Clinical and Genetic Studies of Familial Exudative Vitreoretinopathy
This study will examine the extent of the vision problem in familial exudative vitreoretinopathy (FEVR) and try to identify the genes responsible for this hereditary eye disorder. Patients with FEVR have incomplete formation of blood vessels in the periphery of the retina (the inner part of the eye that is responsible for vision). As a result, abnormal vessels can form and retinal detachment and vitreous bleeding can occur, causing significant vision loss. Vision loss usually begins in childhood, gradually worsening over time. Some patients eventually become blind.
Patients of all ages with FEVR and their family members may be eligible for this study. Participants undergo the following tests and procedures:
- Family history, especially regarding eye disease. A family tree is drawn.
- Blood draw for genetic testing related to FEVR.
- Eye examination to assess visual acuity (eye chart test) and eye pressure, and to examine pupils, lens, retina and eye movements. The pupils are dilated with drops for this examination.
- Fluorescein angiography to evaluate the eye's blood vessels. A yellow dye is injected into an arm vein and travels to the blood vessels in the eyes. Pictures of the retina are taken using a camera that flashes a blue light into the eye. The pictures show if any dye has leaked from the vessels into the retina, indicating possible blood vessel abnormality.
- Patients affected with FEVR will also undergo DEXA scan to look for osteoporosis. X-rays are used to scan the hip, forearm and spine for bone density measurements.
Familial Exudative Vitreoretinopathy
|Official Title:||Familial Exudative Vitreoretinopathy Clinical and Molecular Studies|
|Study Start Date:||March 18, 2005|
|Study Completion Date:||November 1, 2006|
|Primary Completion Date:||November 1, 2006 (Final data collection date for primary outcome measure)|
Background: Familial exudative vitreoretinopathy (FEVR) is a rare hereditary disorder of the retinal vasculature characterized by abrupt cessation of the growth of peripheral retinal capillaries. FEVR seems to exhibit significant phenotypic and genotypic variability but since this is a rare disease the clinical and genetic characteristics of the disease have not been extensively studied so far. Correlation of phenotypes with certain genotypes have not been made yet. Clinical findings can vary from very mild disease with only subtle changes of the peripheral retinal vasculature without symptoms to severe disease with retinal neovascularization, retinal exudates, vitreoretinal adhesions, peripheral vitreous opacities, retinal folds and tractional retinal detachment. The condition remarkably resembles retinopathy of prematurity but affected patients do not have a history of prematurity or supplementary oxygen use.
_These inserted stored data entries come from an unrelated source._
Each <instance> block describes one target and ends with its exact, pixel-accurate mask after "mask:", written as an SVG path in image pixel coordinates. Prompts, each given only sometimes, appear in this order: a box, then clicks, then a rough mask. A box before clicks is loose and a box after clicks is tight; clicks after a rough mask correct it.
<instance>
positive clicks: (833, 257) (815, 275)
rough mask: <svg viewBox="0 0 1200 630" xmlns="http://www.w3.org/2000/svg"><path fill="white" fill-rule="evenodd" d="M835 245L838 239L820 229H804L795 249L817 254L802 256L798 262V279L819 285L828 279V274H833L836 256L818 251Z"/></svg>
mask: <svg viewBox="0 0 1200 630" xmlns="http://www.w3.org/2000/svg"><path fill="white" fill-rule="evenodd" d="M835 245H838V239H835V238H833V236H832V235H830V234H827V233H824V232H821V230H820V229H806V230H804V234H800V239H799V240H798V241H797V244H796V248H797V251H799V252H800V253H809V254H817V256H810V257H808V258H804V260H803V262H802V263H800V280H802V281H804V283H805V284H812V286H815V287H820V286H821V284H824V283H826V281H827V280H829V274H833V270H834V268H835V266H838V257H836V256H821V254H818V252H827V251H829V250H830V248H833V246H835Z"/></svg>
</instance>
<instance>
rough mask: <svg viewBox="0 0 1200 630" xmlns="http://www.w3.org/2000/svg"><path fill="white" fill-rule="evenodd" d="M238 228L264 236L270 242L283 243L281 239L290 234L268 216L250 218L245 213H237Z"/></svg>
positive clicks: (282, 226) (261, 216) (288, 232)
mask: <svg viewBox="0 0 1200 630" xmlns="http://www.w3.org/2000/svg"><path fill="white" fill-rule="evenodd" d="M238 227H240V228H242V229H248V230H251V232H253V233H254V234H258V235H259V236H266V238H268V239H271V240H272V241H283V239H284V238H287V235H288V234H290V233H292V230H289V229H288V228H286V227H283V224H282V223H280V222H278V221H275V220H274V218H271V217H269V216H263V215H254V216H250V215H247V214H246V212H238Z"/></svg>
The disorder is usually inherited as an autosomal dominant trait but few families show x-linked or autosomal recessive inheritance. A significant number of patients with autosomal dominant FEVR show linkage to 11q13-q23 (EVR1). Two genes in this locus have recently been shown to be associated with the disease. FZD4, the gene that encodes for Frizzled-4, the Wnt receptor, is one of them. It has been estimated by recent studies that 20-30% of patients with autosomal dominant FEVR show mutations in FZD4. LRP5 (low-density-lipoprotein receptor-related protein 5), a Wnt co-receptor, was recently shown to be mutated in approximately 15% of cases. One large autosomal dominant pedigree has shown linkage to 11p13-p12 locus (EVR3) and this gene has not yet been identified. It now becomes obvious that more genes are associated with the autosomal dominant type of the disease. Most of the patients with the x-linked type have mutations in the Norrie disease gene (EVR2). The autosomal recessive form of the disease is much rarer and linkage studies have not yet been performed.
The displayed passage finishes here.